TOWNSEND -- "Say 'Thank you.'"
"Each time you see someone who has served our country, just lean over and say 'Thank you,'" Betty Mae Tenney read during the Veterans Day Ceremony.
"That's all most people need, and in most cases, it will mean more than any medals they could have been awarded or were awarded," the president of the Ladies Auxiliary at the Townsend Veterans of Foreign Wars Post 6538 quoted Father Dennis Edward O'Brien, United States Marine Corps.
The members of the Townsend post did more than just lean over. On Veterans Day, they and members of the community said "thank you" in a big way to soldiers, past and present, during a ceremony held at the VFW park.

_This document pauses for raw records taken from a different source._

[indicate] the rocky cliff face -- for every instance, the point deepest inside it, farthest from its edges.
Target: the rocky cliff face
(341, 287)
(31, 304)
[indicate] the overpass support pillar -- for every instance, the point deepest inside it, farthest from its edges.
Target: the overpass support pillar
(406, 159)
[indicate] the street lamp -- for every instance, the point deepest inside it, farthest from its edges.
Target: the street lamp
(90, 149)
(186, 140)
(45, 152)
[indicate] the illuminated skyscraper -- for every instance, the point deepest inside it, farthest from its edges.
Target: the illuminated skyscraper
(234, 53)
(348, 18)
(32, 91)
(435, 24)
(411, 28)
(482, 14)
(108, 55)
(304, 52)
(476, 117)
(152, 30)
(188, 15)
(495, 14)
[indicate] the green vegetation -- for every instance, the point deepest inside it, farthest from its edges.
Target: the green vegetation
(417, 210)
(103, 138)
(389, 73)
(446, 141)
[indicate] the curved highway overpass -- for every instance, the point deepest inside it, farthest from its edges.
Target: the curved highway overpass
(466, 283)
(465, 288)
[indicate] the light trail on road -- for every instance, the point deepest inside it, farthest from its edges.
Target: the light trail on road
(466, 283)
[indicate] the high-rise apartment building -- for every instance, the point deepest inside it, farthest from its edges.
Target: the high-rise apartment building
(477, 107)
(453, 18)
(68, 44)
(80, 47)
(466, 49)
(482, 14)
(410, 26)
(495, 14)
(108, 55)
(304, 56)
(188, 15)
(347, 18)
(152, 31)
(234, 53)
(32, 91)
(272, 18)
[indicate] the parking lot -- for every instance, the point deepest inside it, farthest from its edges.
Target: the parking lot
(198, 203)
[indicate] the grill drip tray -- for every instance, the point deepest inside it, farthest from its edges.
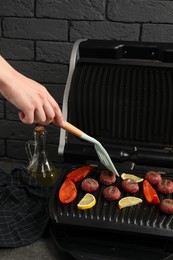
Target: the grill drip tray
(138, 232)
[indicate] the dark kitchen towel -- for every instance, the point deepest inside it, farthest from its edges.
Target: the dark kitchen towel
(23, 208)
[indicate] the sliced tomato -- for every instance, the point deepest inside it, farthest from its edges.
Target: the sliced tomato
(79, 173)
(150, 193)
(68, 191)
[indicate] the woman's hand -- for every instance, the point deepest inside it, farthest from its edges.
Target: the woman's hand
(33, 100)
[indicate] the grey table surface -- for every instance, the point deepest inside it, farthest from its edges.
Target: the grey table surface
(42, 249)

Veterans and scouts saluted when the "Star Spangled Banner" played over loudspeakers.
During "God Bless America," the veterans joined hands with each other and family members, reaching to the sky during the final phrases.

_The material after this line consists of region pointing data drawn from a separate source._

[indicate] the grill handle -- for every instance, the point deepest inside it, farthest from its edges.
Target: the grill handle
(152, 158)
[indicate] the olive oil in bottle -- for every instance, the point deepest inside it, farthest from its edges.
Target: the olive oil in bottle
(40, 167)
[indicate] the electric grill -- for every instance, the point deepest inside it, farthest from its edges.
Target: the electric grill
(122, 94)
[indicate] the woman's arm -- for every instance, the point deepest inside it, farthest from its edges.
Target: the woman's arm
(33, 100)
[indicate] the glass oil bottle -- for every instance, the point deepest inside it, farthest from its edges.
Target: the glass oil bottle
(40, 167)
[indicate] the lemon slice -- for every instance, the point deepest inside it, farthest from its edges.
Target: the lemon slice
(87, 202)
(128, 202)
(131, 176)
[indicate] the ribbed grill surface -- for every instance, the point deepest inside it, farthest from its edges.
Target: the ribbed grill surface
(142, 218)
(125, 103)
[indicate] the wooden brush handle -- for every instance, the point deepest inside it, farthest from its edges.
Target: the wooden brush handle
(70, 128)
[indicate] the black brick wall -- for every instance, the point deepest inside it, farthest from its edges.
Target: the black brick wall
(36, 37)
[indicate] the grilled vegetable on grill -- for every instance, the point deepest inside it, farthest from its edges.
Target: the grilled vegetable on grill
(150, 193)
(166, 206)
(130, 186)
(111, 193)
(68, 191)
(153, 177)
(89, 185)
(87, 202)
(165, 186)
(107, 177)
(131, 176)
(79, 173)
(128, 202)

Readings, including two separate versions of "Ode to a Veteran," acknowledged the price veterans have paid for their service.
One of the odes, read by Carl Stevens of WBZ on a recording, concentrated on the particular difficulties of being a veteran.

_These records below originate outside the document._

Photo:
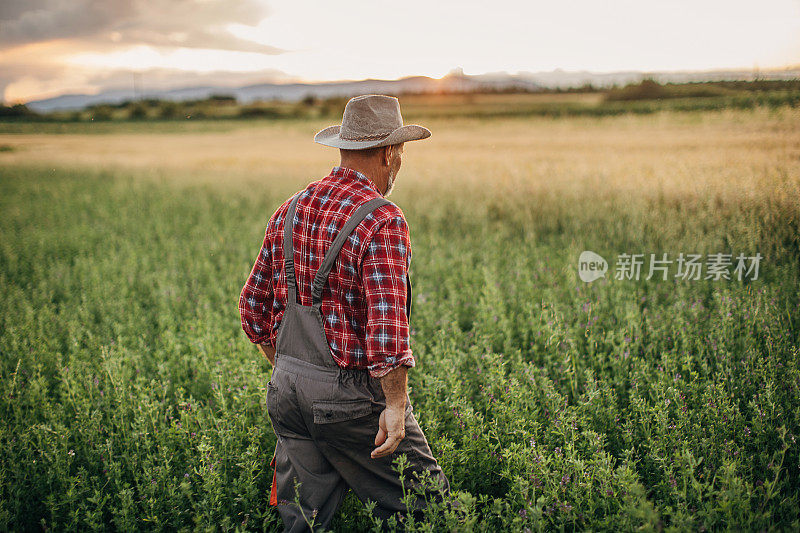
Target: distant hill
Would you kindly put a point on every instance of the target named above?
(456, 81)
(291, 92)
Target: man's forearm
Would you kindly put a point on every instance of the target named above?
(394, 387)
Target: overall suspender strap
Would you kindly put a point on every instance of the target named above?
(330, 256)
(288, 251)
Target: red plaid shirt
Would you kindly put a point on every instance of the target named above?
(364, 300)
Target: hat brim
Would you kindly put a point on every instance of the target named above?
(411, 132)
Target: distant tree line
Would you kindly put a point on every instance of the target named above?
(697, 95)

Returning Vietnam vets got the "one-finger salute" upon arriving home.
"Your country called and you answered the call," the poem began.
"You were given a bill you continue to pay," the work ended.
The other ode, also on a recording, spoke of those who never returned, the "orphans
All soldiers, brothers under the flag, paid the price with "our breath and our bodies so that today we can be remembered by you," the ode concluded.
Keith Jackson, a former post commander and now district 15 commander, read "Soldier," written by George L. Skypeck.
"I was that which others did not want to be ... I have cried, pained and hoped ... but most of all, I have lived times others would say are best forgotten.
"At least someday I will be able to say that I was proud of what I was -- a soldier."
It was a bittersweet ceremony for the VFW members.
This was the first Veterans Day ceremony held since the death of longtime post commander Norman Richard. The veterans remember him fondly.
While Richard was commander, the post moved from a smaller building into the current building that has a large function hall. He was the town's veterans agent for 23 years and served in national and state positions as a member of the VFW.
The Air Force veteran, who served in Korea and Vietnam, was the go-to guy whenever a question needed answering, present post commander Russell Jobe said.
Despite his absence, the ceremony went smoothly.
Tenney, Richard's partner, not only read at the program, she helped organize it.
It is not always obvious who is a veteran, she said at the conclusion of the ceremony.
"Ask," Tenney said, "they just want a little thank you."